The CBR's recent dovish stance has been reinforced by Governor Elvira Nabiullina's confidence in the potential for further rate reductions, as well as positive signals from high-frequency economic indicators and benign recent weekly price data after oil prices retreated from March highs. Nonetheless, Ghose expects the CBR to adopt a less dovish tone in light of worsening global inflation risks, potentially signaling the need to maintain tighter monetary policy for a longer period and hinting at a pause in rate cuts until later in the year [1].

Commerzbank continues to forecast the USD/RUB exchange rate trending higher toward 100.0 over the coming year, although the timing remains highly uncertain. The outlook could change if there is a positive development regarding a peace treaty or if the US were to broadly exempt Russia from sanctions due to an energy market crisis, which could cause the USD/RUB to fall in the interim [1].

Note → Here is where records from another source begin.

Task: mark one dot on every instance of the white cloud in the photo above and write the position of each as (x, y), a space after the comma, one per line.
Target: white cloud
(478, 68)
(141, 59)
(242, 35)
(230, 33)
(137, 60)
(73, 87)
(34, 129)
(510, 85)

Overall, the CBR's monetary policy is seen as a pragmatic compromise between strict inflation targeting and the economic demands of wartime, with political pressure also influencing the push for lower interest rates [1].

CONCLUSION

Commerzbank expects the Russian central bank to continue its cautious easing cycle, though a pause is possible due to rising inflation risks. The USD/RUB is forecast to trend higher toward 100.0, but the timing is uncertain and dependent on geopolitical and sanctions developments. Market sentiment remains cautious amid inflation and policy uncertainties.